Published: 16 NOV 2025.
From the late Jack Whitten’s six decades of restless experimentation to Visakh Menon’s practice today, Verve seeks to grasp abstraction — how it works, why it endures, and what compels artists to pursue it.
For the last two weeks, several visits to the posthumous retrospective of American artist Jack Whitten at The Museum of Modern Art (MoMA) had consumed my days, the understanding I was seeking eluding me with each viewing. That unfinished conversation started decades ago in Whitten’s studio, moved through the MoMA galleries and seems to have been carried forward in Visakh Menon’s studio, where it is alive and restless.
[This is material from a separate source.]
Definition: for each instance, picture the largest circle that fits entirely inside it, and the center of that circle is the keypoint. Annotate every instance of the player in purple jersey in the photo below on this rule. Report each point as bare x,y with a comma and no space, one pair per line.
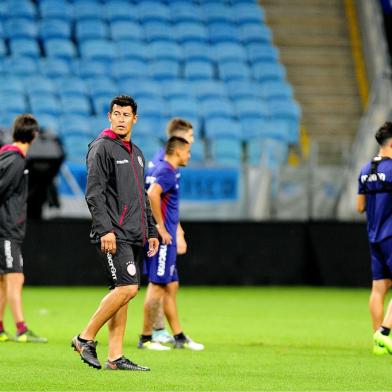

Earlier in the month, I had reached out to Menon, a multidisciplinary artist, creative director and educator whose work spans drawing, painting, media art and interactive design, while on my entirely accidental, Whitten-inspired quest to unpack abstraction.
I soon find myself inside Menon’s studio, a place of experimentation and study, a “laboratory”, as he calls it. I encounter paintings stacked high, drawers revealing new bodies of work, tables crowded with tools, 3D prints and overlapping lines and shapes everywhere. There are traces of earlier artistic endeavours too: Menon began almost exclusively in video and media installation after completing his MFA (Master of Fine Arts) in 2007 from the Maryland Institute College of Art, only later finding his way into painting. Paper scrolls containing mysterious ideas, colour studies and workstations for 3D printing and digital processes hint at a structured yet porous practice — a space to think, experiment, execute, reflect and also archive. Menon tells me, “Having the studio changed my practice in a lot of ways because now I had room to mess around.”